Hay gente que teje su trabajo poquito a poco, imbuidos en lo cotidiano sin tener conciencia de hacer una gran obra. Intuyen que son buenos pero el presente pesa más que la visión de conjunto, el trabajo les llama sin tiempo para pensar en podios y laureles. Años después el trabajo abruma por sí mismo, y ya da igual el reconocimiento, porque esa obra ha crecido frondosa y ya no necesita abono ni certificaciones. Pienso en muchas madres, en algunos artesanos y en Virxilio Vieitez.

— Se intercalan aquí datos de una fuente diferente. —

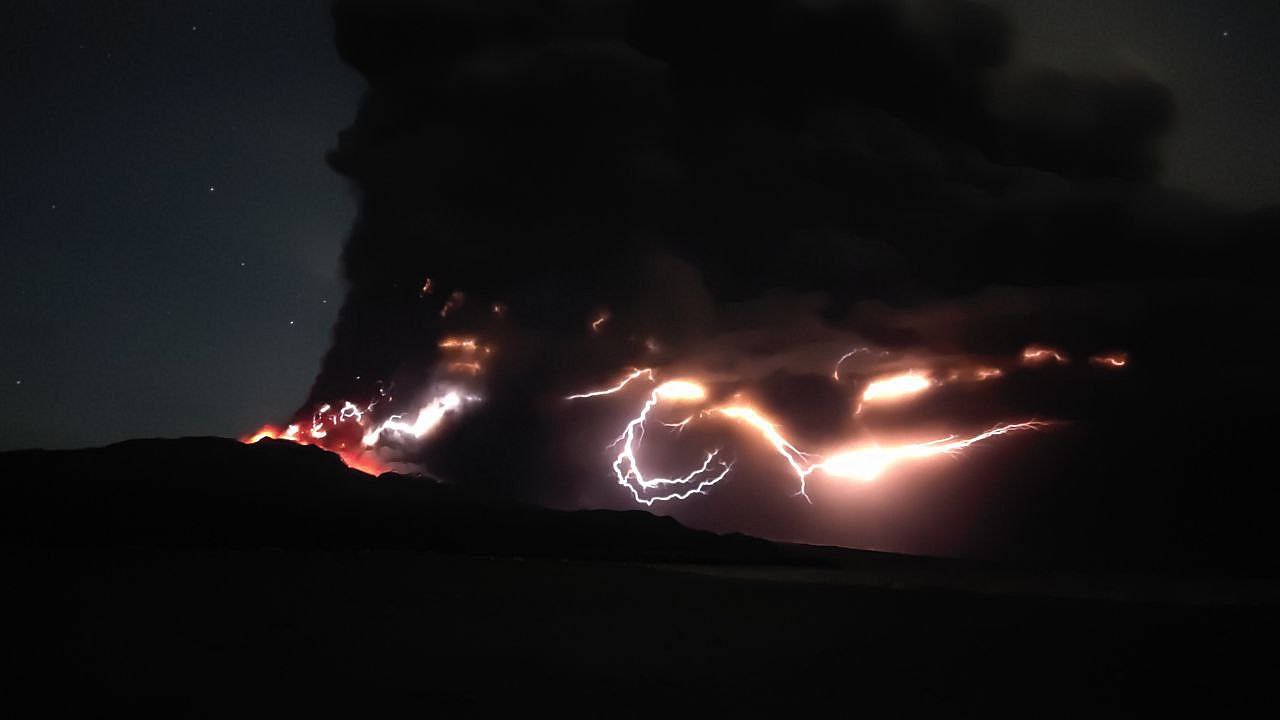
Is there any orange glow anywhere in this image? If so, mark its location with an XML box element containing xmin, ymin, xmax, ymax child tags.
<box><xmin>814</xmin><ymin>420</ymin><xmax>1048</xmax><ymax>482</ymax></box>
<box><xmin>653</xmin><ymin>380</ymin><xmax>707</xmax><ymax>402</ymax></box>
<box><xmin>861</xmin><ymin>370</ymin><xmax>937</xmax><ymax>405</ymax></box>
<box><xmin>361</xmin><ymin>392</ymin><xmax>476</xmax><ymax>447</ymax></box>
<box><xmin>241</xmin><ymin>391</ymin><xmax>479</xmax><ymax>475</ymax></box>
<box><xmin>571</xmin><ymin>368</ymin><xmax>1050</xmax><ymax>505</ymax></box>
<box><xmin>438</xmin><ymin>336</ymin><xmax>480</xmax><ymax>352</ymax></box>
<box><xmin>713</xmin><ymin>405</ymin><xmax>813</xmax><ymax>502</ymax></box>
<box><xmin>1089</xmin><ymin>352</ymin><xmax>1129</xmax><ymax>369</ymax></box>
<box><xmin>1023</xmin><ymin>345</ymin><xmax>1071</xmax><ymax>365</ymax></box>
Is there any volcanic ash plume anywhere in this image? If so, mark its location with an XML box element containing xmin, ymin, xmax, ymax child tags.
<box><xmin>235</xmin><ymin>0</ymin><xmax>1274</xmax><ymax>550</ymax></box>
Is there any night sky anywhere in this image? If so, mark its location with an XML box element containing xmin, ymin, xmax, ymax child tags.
<box><xmin>0</xmin><ymin>0</ymin><xmax>1280</xmax><ymax>448</ymax></box>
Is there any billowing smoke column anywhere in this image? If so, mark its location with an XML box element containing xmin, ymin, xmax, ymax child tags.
<box><xmin>241</xmin><ymin>0</ymin><xmax>1280</xmax><ymax>558</ymax></box>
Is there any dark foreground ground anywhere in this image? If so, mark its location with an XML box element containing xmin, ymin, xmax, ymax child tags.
<box><xmin>0</xmin><ymin>441</ymin><xmax>1280</xmax><ymax>717</ymax></box>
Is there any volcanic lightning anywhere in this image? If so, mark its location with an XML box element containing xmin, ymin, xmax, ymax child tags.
<box><xmin>564</xmin><ymin>368</ymin><xmax>654</xmax><ymax>400</ymax></box>
<box><xmin>1023</xmin><ymin>345</ymin><xmax>1071</xmax><ymax>365</ymax></box>
<box><xmin>568</xmin><ymin>368</ymin><xmax>1050</xmax><ymax>506</ymax></box>
<box><xmin>604</xmin><ymin>379</ymin><xmax>733</xmax><ymax>506</ymax></box>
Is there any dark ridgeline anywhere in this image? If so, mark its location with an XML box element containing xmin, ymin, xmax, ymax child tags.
<box><xmin>280</xmin><ymin>0</ymin><xmax>1280</xmax><ymax>573</ymax></box>
<box><xmin>0</xmin><ymin>438</ymin><xmax>788</xmax><ymax>564</ymax></box>
<box><xmin>0</xmin><ymin>438</ymin><xmax>1280</xmax><ymax>716</ymax></box>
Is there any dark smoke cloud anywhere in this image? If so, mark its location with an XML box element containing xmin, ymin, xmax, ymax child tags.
<box><xmin>302</xmin><ymin>0</ymin><xmax>1280</xmax><ymax>568</ymax></box>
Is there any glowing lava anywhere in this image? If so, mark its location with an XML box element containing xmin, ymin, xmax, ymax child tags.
<box><xmin>241</xmin><ymin>391</ymin><xmax>479</xmax><ymax>475</ymax></box>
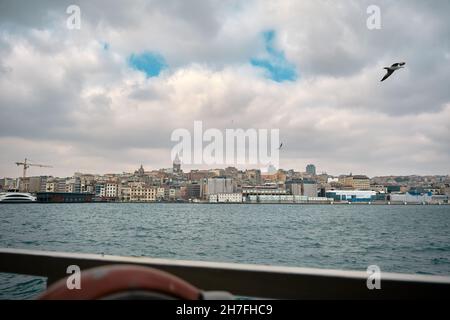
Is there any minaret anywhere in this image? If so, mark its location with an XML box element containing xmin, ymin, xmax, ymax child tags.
<box><xmin>173</xmin><ymin>153</ymin><xmax>181</xmax><ymax>172</ymax></box>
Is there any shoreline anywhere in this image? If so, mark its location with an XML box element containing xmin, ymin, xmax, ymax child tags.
<box><xmin>0</xmin><ymin>201</ymin><xmax>450</xmax><ymax>206</ymax></box>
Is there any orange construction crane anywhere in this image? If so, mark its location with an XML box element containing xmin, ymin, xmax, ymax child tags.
<box><xmin>16</xmin><ymin>158</ymin><xmax>53</xmax><ymax>179</ymax></box>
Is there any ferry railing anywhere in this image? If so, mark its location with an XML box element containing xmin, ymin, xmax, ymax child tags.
<box><xmin>0</xmin><ymin>248</ymin><xmax>450</xmax><ymax>299</ymax></box>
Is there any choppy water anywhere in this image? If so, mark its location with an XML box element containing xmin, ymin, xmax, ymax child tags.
<box><xmin>0</xmin><ymin>203</ymin><xmax>450</xmax><ymax>299</ymax></box>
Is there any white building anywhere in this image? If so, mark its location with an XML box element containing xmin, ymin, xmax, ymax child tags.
<box><xmin>100</xmin><ymin>183</ymin><xmax>119</xmax><ymax>198</ymax></box>
<box><xmin>207</xmin><ymin>177</ymin><xmax>234</xmax><ymax>195</ymax></box>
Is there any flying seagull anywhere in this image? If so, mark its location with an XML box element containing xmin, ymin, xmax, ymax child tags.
<box><xmin>381</xmin><ymin>62</ymin><xmax>406</xmax><ymax>82</ymax></box>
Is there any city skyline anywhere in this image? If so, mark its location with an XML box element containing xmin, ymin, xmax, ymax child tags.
<box><xmin>0</xmin><ymin>0</ymin><xmax>450</xmax><ymax>176</ymax></box>
<box><xmin>0</xmin><ymin>161</ymin><xmax>450</xmax><ymax>179</ymax></box>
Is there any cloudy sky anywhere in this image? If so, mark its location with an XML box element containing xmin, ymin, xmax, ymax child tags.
<box><xmin>0</xmin><ymin>0</ymin><xmax>450</xmax><ymax>177</ymax></box>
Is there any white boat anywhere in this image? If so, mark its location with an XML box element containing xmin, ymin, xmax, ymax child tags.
<box><xmin>0</xmin><ymin>192</ymin><xmax>37</xmax><ymax>203</ymax></box>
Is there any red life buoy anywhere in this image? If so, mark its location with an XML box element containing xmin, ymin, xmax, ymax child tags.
<box><xmin>38</xmin><ymin>265</ymin><xmax>201</xmax><ymax>300</ymax></box>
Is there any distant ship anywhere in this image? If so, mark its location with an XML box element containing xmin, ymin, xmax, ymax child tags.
<box><xmin>0</xmin><ymin>192</ymin><xmax>37</xmax><ymax>203</ymax></box>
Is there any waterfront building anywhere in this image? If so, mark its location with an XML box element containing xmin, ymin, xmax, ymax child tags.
<box><xmin>207</xmin><ymin>177</ymin><xmax>234</xmax><ymax>195</ymax></box>
<box><xmin>130</xmin><ymin>183</ymin><xmax>156</xmax><ymax>202</ymax></box>
<box><xmin>100</xmin><ymin>183</ymin><xmax>119</xmax><ymax>199</ymax></box>
<box><xmin>242</xmin><ymin>184</ymin><xmax>288</xmax><ymax>197</ymax></box>
<box><xmin>65</xmin><ymin>177</ymin><xmax>81</xmax><ymax>193</ymax></box>
<box><xmin>245</xmin><ymin>169</ymin><xmax>261</xmax><ymax>185</ymax></box>
<box><xmin>172</xmin><ymin>153</ymin><xmax>181</xmax><ymax>173</ymax></box>
<box><xmin>45</xmin><ymin>178</ymin><xmax>66</xmax><ymax>192</ymax></box>
<box><xmin>27</xmin><ymin>176</ymin><xmax>49</xmax><ymax>193</ymax></box>
<box><xmin>186</xmin><ymin>183</ymin><xmax>202</xmax><ymax>199</ymax></box>
<box><xmin>339</xmin><ymin>174</ymin><xmax>370</xmax><ymax>190</ymax></box>
<box><xmin>209</xmin><ymin>193</ymin><xmax>242</xmax><ymax>203</ymax></box>
<box><xmin>302</xmin><ymin>180</ymin><xmax>318</xmax><ymax>197</ymax></box>
<box><xmin>118</xmin><ymin>186</ymin><xmax>131</xmax><ymax>202</ymax></box>
<box><xmin>326</xmin><ymin>190</ymin><xmax>377</xmax><ymax>203</ymax></box>
<box><xmin>285</xmin><ymin>179</ymin><xmax>303</xmax><ymax>196</ymax></box>
<box><xmin>306</xmin><ymin>164</ymin><xmax>316</xmax><ymax>176</ymax></box>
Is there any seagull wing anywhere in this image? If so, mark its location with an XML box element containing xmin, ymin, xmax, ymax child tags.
<box><xmin>381</xmin><ymin>69</ymin><xmax>394</xmax><ymax>82</ymax></box>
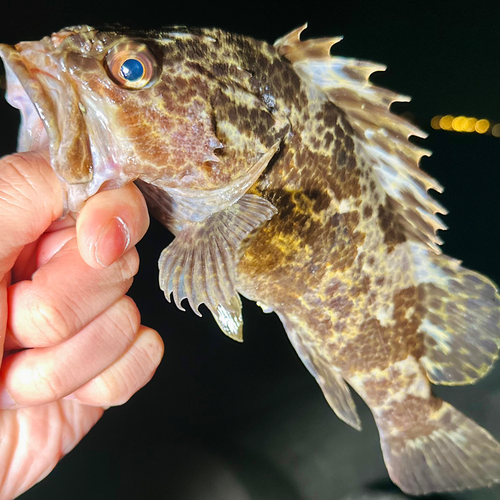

Las fotos de este fotógrafo gallego se sentían
incómodas en las lujosas salas de Telefónica Madrid, fuera de la intimidad del hogar, lejos del apego de sus familias. A pesar de cierta sensación impúdica, muchos visitantes nos
contagiamos del candor de sus imágenes y del recuerdo compartido de ese enorme
álbum familiar. Me sobrecogieron aquellas personas retratadas, humildes o
ambiciosas, llenas de sueños y vida por vivir o de frustraciones y de vida
sufrida.
Era fácil caer en lo cómico de sus peinados o
de sus forzadas posturas, pero las burlas que oí parecían más bien escudos para
protegerse de un pasado que estaba demasiado próximo. Otros se acercaban
con el bisturí afilado del análisis sin percatarse de que la fuerza emocional de esas fotos era
tan grande que esa autoridad intelectual resultaba frívola y anecdótica. Me dio pena
irme y dejarles allí desangelados, congelados en ese pasado que casi habíamos
olvidado, rodeados de tanto progreso.